Oliver asintió y volvió la mirada hacia los hijos, ahora con más firmeza.
— Es que los chicos están tan callados que ya empiezo a preocuparme. Esta casa nunca fue un monasterio, y ahora parece que estamos en el velorio de alguien.
Gael apretó el tenedor entre los dedos y desvió la mirada hacia el plato, como si quisiera desaparecer. Henri mantuvo los ojos fijos en el mantel, con la mandíbula tensa, como si llevara horas reprimiendo algo.
— En lo que a mí respecta, estoy callado porque estoy usando la boca para comer… El trabajo ha sido muy agotador hoy y tengo muchísima hambre —murmuró Noah, comiendo como si nada pasara.
— ¿Y tú, Henri?
— Estoy bien.
— ¿Gael?
— Todo está bien —respondió, pero el sonido de su voz lo delataba.
— No, no lo está —replicó Oliver, entrelazando las manos sobre la mesa—. ¿Gael? Apenas tocaste la comida.
Su silencio fue respuesta suficiente. Aurora miró al hijo, inquieta, sintiendo que algo más profundo estaba pasando allí.
— Gael… —Intentó con dulzura—. Si hay algo que te está molestando, puedes contárnoslo.
Finalmente, él alzó la mirada, pero no respondió de inmediato. Había algo que delataba una tristeza profunda, de esas que no se explican con palabras y que, aunque disimuladas, pesan en la mirada.
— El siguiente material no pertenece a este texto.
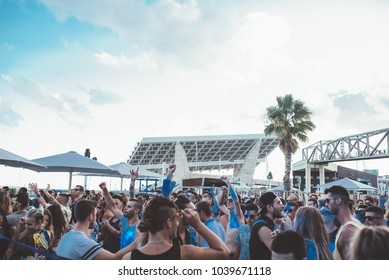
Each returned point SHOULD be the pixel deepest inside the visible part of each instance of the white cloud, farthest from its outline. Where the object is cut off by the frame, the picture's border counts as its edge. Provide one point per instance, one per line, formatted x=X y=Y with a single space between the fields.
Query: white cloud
x=143 y=62
x=65 y=105
x=8 y=117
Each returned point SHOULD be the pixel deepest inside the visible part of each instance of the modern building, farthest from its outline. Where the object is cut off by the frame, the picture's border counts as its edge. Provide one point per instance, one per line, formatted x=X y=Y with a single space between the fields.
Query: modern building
x=242 y=153
x=321 y=174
Aurora intercambió una mirada rápida con su marido y, en silencio, dejó los cubiertos en el plato.
Al notar que la madre iba a hacerle una serie de preguntas, él se adelantó.
— Todo está bien… solo no tengo hambre —murmuró Gael, en un tono bajo, casi sin emoción—. Si me dan permiso, iré a mi cuarto.
Y sin esperar ninguna respuesta, se levantó y se fue, sin prisa, sin mirar atrás. El silencio que dejó en la mesa fue suficiente para incomodar a todos.
Henri, sin embargo, volvió a comer como si nada hubiera ocurrido. El tenedor subía y bajaba en el plato, indiferente, casi mecánico.
— ¿No tienes nada que decir? —preguntó Aurora, mirando fijamente al hijo. Había algo en su comportamiento que la inquietaba profundamente.
— No —respondió Henri sin siquiera levantar la vista—. Soy su gemelo, pero no compartimos pensamientos.
La respuesta seca y cínica cayó como una piedra en medio de la sala. Aurora respiró hondo, intentando contener la impaciencia.
— Hijo… —insistió una vez más.
Pero, antes de que Henri pudiera responder, Alice, que hasta entonces solo observaba en silencio, decidió intervenir.
— Creo que sé lo que le está pasando.
Todos la miraron al mismo tiempo.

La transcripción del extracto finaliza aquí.